Thanks in advance and sorry for the dumb-ass newbie question!

Joel

Comments

  • FazFaz Member Posts: 75
    I've wanted to be a games programmer for years now, (pretty much when I first touched a computer!) I've been recommended .NET and C#, I'm starting a course in two months, go for that!
  • tsagldtsagld Member Posts: 621
    : I've wanted to be a games programmer for years now, (pretty much when I first touched a computer!) I've been recommended .NET and C#, I'm starting a course in two months, go for that!
    :

    If you want to create fancy action games, then performance will be a major issue.
    In that case, .NET (and therefore C#) is definitely NOT the way to go! .NET is a great environment for programmers, but not if speed becomes important.
    C or C++ with some assembler is by far the better choice here.


    Greets,
    Eric Goldstein
    http://www.gvh-maatwerk.nl


  • bilderbikkelbilderbikkel Member Posts: 754
    I totally agree with tsaql. C and C++ are the fastest languages around with many libraries as well. E.g. Doom and Quake are programmed using the free OpenGL library. Personally I am a big fan of C++ Builder (www.codepedia.com/1/CppBuilder), though it is not for free, as it is a handy IDE with the VCL (and CLX) libraries being type-safe(r) wrappers around Win32 API functions. Said otherwise, you can do any high-speed low-level graphics lightning fast (using bitblitting and scanLine access).

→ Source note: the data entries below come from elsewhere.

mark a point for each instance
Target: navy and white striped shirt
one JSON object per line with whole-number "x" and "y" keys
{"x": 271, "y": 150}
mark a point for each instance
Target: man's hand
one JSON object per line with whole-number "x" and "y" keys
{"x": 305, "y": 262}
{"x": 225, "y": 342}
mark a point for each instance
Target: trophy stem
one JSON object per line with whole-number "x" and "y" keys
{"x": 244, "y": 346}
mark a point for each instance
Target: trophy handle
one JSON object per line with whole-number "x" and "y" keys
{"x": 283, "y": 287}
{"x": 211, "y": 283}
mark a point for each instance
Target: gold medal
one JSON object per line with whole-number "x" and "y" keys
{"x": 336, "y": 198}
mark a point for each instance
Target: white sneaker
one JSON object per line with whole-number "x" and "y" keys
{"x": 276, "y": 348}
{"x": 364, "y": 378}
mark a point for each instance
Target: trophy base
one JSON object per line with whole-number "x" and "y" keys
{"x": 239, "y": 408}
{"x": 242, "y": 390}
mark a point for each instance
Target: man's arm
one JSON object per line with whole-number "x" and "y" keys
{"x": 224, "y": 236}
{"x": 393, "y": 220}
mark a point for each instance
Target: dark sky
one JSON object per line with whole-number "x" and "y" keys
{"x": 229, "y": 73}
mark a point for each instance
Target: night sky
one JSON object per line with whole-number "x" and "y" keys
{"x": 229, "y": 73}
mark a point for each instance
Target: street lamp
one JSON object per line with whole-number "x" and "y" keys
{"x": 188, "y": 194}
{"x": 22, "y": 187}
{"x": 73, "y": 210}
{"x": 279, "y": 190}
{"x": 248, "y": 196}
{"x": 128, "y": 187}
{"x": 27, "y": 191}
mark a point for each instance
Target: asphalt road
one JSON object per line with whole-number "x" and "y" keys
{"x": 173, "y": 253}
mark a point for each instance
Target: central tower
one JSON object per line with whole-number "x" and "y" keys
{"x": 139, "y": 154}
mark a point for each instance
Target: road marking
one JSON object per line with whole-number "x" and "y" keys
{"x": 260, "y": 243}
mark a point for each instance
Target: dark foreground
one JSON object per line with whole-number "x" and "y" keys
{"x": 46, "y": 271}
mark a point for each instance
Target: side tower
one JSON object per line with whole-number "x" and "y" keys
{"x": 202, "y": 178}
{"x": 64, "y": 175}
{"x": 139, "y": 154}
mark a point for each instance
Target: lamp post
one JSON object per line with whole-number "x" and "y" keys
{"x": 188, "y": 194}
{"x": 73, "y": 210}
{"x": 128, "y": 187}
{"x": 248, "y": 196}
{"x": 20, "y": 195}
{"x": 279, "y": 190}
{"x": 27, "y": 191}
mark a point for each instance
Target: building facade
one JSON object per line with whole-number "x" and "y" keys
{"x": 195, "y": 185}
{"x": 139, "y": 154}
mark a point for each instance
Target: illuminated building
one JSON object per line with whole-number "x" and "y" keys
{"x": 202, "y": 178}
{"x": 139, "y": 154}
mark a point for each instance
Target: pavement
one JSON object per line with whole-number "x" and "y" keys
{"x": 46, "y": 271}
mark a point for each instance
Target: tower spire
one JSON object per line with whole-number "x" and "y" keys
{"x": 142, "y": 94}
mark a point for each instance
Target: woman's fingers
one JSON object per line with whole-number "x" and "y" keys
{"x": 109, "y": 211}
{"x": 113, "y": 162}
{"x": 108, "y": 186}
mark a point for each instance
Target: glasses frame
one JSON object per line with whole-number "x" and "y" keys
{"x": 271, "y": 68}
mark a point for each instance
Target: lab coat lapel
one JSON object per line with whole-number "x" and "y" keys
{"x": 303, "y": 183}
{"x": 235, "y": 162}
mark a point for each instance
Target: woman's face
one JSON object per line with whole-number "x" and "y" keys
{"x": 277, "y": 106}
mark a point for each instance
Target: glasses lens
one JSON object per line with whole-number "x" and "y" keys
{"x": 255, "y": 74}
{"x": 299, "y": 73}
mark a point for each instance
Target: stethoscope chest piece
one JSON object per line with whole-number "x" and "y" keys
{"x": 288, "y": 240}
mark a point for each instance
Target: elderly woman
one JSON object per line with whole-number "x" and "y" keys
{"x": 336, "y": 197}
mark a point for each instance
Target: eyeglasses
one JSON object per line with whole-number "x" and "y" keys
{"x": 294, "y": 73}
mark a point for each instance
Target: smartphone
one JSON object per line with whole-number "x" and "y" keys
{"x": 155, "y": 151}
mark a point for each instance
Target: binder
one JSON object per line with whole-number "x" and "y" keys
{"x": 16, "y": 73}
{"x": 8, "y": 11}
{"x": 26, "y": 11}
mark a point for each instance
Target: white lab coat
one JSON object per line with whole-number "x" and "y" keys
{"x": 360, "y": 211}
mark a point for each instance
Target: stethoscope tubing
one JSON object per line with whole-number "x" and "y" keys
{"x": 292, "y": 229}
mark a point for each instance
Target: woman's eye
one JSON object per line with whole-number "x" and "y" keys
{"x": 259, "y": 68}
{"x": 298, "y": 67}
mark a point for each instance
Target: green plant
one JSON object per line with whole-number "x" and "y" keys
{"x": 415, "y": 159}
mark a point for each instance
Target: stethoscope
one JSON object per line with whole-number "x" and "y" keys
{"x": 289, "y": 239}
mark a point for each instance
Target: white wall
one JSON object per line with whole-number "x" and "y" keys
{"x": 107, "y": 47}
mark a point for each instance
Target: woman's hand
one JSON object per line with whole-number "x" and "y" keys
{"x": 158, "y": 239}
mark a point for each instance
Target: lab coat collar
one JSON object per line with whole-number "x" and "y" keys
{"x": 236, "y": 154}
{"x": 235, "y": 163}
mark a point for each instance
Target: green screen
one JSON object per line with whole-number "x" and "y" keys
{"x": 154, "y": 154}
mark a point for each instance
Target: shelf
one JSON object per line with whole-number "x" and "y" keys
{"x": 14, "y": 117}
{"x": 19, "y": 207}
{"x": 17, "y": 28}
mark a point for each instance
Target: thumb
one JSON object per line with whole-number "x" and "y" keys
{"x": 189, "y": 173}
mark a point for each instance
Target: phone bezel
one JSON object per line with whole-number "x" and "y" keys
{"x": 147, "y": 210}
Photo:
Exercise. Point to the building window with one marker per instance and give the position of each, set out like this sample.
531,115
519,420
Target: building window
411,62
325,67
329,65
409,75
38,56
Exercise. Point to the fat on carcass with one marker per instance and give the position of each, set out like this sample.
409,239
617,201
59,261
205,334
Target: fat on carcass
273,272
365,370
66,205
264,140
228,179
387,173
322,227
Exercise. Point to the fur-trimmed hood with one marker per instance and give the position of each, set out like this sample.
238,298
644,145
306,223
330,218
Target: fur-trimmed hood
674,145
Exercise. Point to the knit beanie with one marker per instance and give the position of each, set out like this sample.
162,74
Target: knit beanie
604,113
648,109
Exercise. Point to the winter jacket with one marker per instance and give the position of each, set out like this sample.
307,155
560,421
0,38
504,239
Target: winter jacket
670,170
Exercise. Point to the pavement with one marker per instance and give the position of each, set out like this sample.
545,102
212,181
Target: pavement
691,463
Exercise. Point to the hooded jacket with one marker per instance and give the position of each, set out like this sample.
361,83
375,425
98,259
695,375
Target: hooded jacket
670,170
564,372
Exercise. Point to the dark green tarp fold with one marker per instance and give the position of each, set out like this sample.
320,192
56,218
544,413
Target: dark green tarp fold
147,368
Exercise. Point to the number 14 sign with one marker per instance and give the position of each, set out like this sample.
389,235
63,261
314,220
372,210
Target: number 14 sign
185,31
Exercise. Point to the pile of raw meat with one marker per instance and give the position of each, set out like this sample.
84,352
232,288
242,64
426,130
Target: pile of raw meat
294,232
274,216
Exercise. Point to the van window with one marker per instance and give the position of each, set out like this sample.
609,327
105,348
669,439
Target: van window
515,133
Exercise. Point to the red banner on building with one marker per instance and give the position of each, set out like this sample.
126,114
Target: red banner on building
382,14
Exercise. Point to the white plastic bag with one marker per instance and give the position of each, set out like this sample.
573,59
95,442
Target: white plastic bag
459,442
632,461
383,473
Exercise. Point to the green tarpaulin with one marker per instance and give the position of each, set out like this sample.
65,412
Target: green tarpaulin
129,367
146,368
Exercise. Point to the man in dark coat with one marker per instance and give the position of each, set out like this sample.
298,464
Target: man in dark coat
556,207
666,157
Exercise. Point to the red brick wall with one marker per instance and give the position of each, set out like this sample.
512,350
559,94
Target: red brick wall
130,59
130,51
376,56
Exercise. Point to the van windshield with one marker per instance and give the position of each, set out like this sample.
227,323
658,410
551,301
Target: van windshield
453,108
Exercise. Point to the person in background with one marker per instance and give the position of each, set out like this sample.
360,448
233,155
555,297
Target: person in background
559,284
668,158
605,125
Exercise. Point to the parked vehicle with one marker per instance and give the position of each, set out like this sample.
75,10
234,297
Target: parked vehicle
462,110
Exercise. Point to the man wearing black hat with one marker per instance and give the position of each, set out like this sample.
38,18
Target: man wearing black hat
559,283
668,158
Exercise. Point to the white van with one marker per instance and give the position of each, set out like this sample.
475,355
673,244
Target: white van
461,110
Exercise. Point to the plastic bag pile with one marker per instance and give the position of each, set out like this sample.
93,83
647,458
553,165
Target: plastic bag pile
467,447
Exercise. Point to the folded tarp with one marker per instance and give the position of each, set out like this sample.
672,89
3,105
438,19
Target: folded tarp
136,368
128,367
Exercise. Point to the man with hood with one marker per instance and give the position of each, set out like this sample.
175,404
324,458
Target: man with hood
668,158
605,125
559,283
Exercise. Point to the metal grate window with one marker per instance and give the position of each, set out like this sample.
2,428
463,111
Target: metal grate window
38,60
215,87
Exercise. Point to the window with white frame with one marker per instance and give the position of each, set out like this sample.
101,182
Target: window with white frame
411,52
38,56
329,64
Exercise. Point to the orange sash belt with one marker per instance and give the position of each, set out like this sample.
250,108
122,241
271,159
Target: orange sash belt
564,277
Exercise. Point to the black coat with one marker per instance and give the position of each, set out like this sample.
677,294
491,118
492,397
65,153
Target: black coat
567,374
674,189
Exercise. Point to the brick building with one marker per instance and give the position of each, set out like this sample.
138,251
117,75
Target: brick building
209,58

For 3D stuff I'd recommend OpenGL.

    Learning C++ is also easier in C++ Builder (or another graphical IDE), as you can easily visualize whatever you want. And learning by programming games is a great way to learn to program!

    See ya,
    bilderbikkel

  • bluj91bluj91 Member Posts: 133
    : I know, it's been asked a thousand times, but I do have specific needs.. sorta.
    :
    : I want to program games for the PC with particle effects, maybe some 3D at some point but mainly rich 2D to begin with.
    :
    : I also have no programming experience and.. I'm 24. Bit too long in the tooth?
    :
    : I did touch on C++ years ago but it confused the crap outta me. I think I may have more patience for it these days and having used computers since I had my Atari ST, I know a thing or two about how they work.
    :
    : So essentially, is C++ for me? Where should I go to get started?
    :
    : Thanks in advance and sorry for the dumb-ass newbie question!
    :
    : Joel
    :

    Me thinks that if you've never programmed before than you'll have to be patient when learning C/C++. Your first programs will all be commandline things and it'll probably take months before you can program graphics efficently.

    Also there are lots of issues with compatibility when writing games. Make sure when you learn to use a graphics library you use a good one, like openGL, not one that has or will be axed.

    I'ld also recommend something like BASIC or Macromedia Flash if you want to produce games efficently and quickly withput memorising a hundred different commands.

    Basically it depends on want you want to do if you want to get a job learn C/C++ and openGL if you want to do it for a pasttime use something BASIC or Macromedia Flash.

    note: some people using something called dark basic for 3D games, looks easy.